The closure plan was filed by a Brian Rosenman, a receiver who a judge appointed to run Prospect Park Residence after residents were forced to live in "deplorable" conditions.

"The DOH sees its responsibility to operators of assisted living facilities and not to the people who live in them," said Judith Goldiner, attorney in charge in the civil law reform unit of Legal Aid Society, which filed the action on behalf of the seniors. "They’ve made that clear throughout the whole process here."

Rosenman informed Prospect Park Residence residents March 3 that they had until May 23 to get out, according to the lawsuit.

"Such an announcement would be traumatizing to anyone, but to elderly and frail residents of PPR, it was utterly devastating, posing a serious threat to their physical and emotional well-being," attorneys wrote in the filing.

They added later, "The move will be ultimately traumatic for plaintiffs, many of whom may not survive the transition out of PPR."

Rosenman could not be reached for comment Tuesday. A spokeswoman for the New York State Department of Health said the agency could not comment on active litigation.

In his role as receiver, Rosenman is mandated by state law to help the seniors find new accommodations comparable to Prospect Park Residence. The residents' lawyers say he's failed at that task and has recommended the seniors move to "woefully deficient alternative residences that he, at times, acknowledged were unsuitable."

In some cases Rosenman has recommended new facilities that are "prohibitively expensive" or very far from family, according to the lawsuit. Some of the suggested facilities don't allow private aides, though many PPR residents rely on such caregivers, lawyers said in the filing.

Given their scant options, many of the residents will probably end up in more restrictive settings such as nursing homes, the lawsuit alleges.

Though the residents' attorneys were hopeful the receiver would improve conditions at Prospect Park Residence, the opposite has happened since he took over, according to the lawsuit.

Elevators haven't been maintained, there's a shrinking number of staff, including security personnel, and housekeeping services and food quality have declined, the lawsuit claims.
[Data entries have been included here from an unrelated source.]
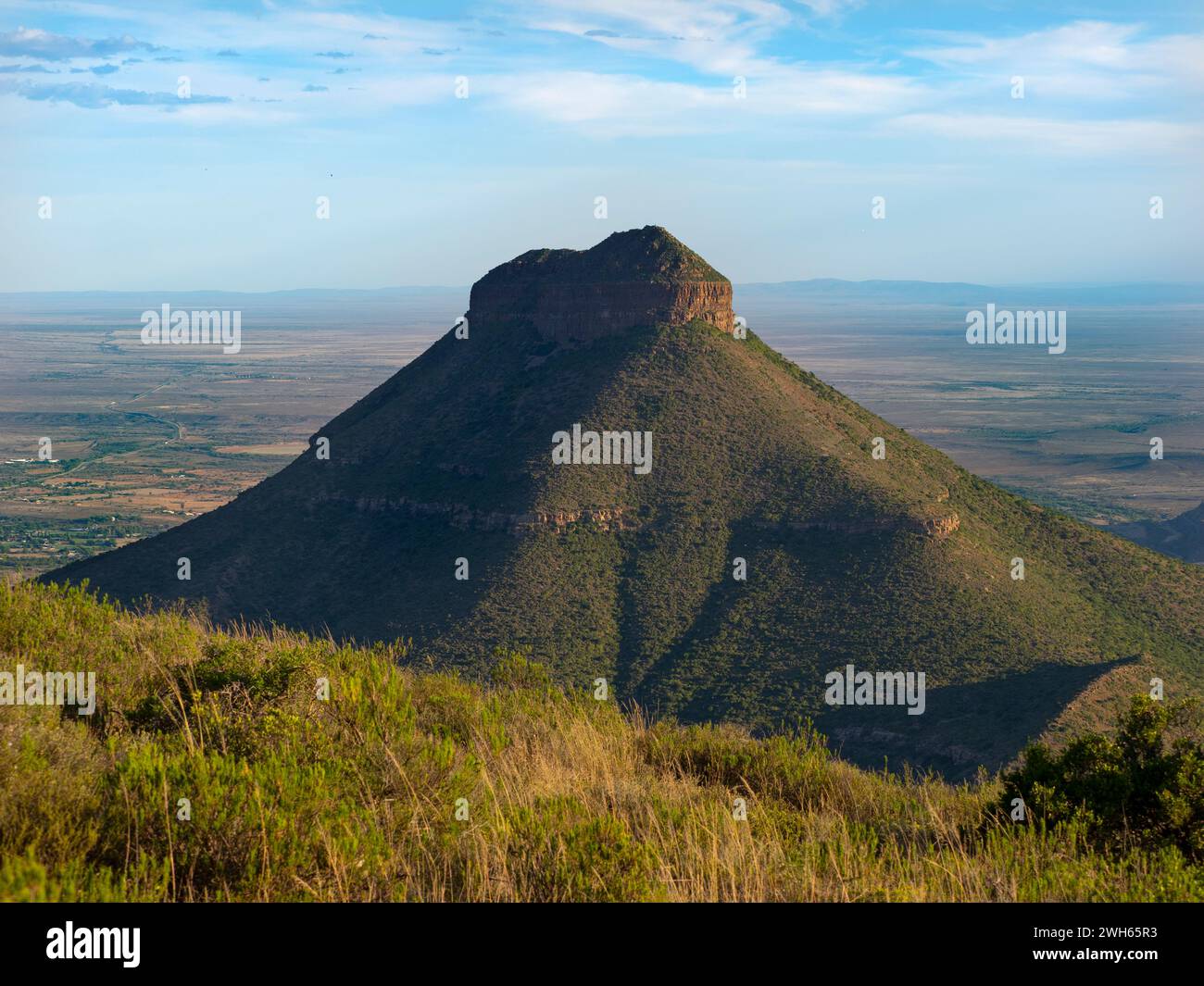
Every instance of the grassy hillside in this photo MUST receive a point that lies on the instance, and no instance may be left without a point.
(564, 797)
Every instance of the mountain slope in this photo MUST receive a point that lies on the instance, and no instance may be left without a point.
(1180, 536)
(897, 564)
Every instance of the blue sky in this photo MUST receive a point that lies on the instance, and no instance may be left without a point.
(569, 100)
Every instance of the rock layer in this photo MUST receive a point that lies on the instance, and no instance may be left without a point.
(639, 277)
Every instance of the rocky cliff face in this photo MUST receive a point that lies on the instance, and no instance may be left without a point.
(639, 277)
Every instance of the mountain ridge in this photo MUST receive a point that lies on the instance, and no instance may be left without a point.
(896, 562)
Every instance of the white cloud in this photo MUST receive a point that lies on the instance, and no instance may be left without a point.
(1035, 136)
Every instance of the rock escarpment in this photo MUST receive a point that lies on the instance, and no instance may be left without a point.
(639, 277)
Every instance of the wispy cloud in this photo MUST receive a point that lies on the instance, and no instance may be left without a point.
(31, 43)
(96, 96)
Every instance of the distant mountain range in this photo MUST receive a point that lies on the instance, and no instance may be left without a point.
(916, 292)
(781, 532)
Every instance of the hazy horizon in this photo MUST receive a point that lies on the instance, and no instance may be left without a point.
(783, 141)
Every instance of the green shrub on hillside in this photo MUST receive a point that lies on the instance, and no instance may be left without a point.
(1139, 786)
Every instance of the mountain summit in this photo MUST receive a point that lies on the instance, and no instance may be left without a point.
(638, 277)
(781, 535)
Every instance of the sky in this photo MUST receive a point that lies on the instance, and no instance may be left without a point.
(187, 144)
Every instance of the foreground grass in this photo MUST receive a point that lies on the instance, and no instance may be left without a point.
(420, 786)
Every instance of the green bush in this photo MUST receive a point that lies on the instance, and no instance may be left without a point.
(1142, 786)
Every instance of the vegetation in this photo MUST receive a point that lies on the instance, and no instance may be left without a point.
(1142, 788)
(754, 457)
(421, 786)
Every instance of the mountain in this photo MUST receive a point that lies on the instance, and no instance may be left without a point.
(896, 564)
(1180, 536)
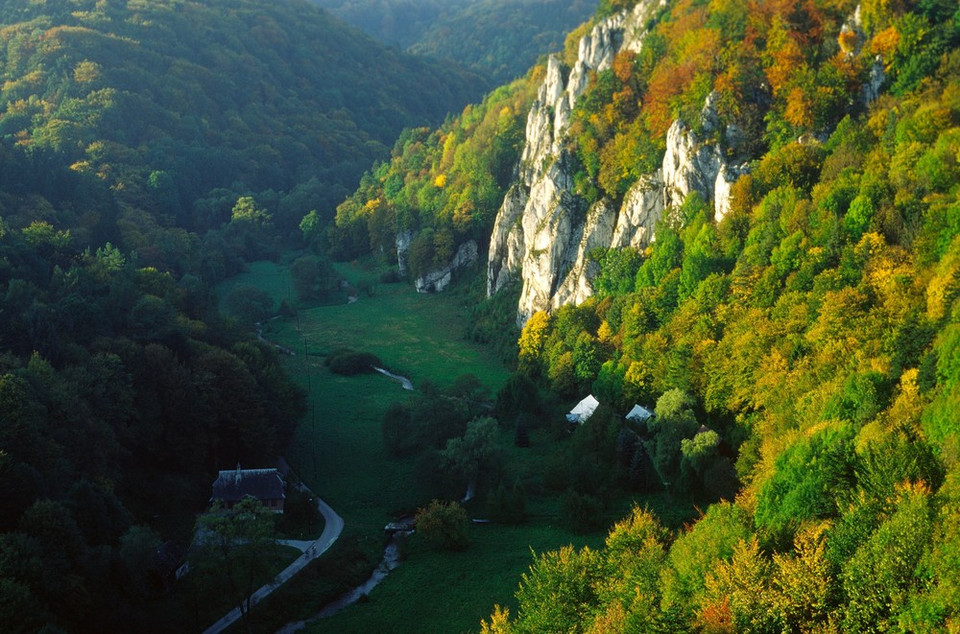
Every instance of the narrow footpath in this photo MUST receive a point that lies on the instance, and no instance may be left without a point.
(332, 527)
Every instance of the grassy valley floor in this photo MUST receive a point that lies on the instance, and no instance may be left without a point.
(339, 453)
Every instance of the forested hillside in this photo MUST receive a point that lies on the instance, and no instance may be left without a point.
(147, 151)
(500, 39)
(798, 339)
(172, 102)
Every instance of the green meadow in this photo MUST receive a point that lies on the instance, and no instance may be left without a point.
(339, 453)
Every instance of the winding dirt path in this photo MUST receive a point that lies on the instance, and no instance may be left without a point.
(332, 527)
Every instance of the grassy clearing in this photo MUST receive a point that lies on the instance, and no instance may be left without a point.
(339, 453)
(448, 591)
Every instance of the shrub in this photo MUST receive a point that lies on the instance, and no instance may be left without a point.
(444, 525)
(350, 362)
The receiver did little to fix a leak and flood in the dining area, Goldiner said, so now the remaining residents can't eat together and instead take their meals alone in their rooms.

"I'm shaking my head about how sad it is and how little progress we've made," Goldiner said.

Most of the facility's 130 residents moved out after the impending closure was announced in 2014, but many suffered from the transition, lawyers said in their latest lawsuit.

A number of them have been "unable to recover from the physical and mental strain," and one former resident was so upset by the move that a doctor had to prescibe medication for panic attacks and crying jags, according to the lawsuit.

Residents also filed a lawsuit in 2014 over PPR's closure, and a judge ordered the facility to stay open until the legal action was resolved. That lawsuit is ongoing.

Deitsch recently hit back with his own lawsuit against the remaining residents, suing their families for $50 million claiming they were "scheming" to block his development plans.

While his plans to sell the Prospect Park Residence building have stalled, Deitsch is moving forward with a condo development on Fourth Avenue.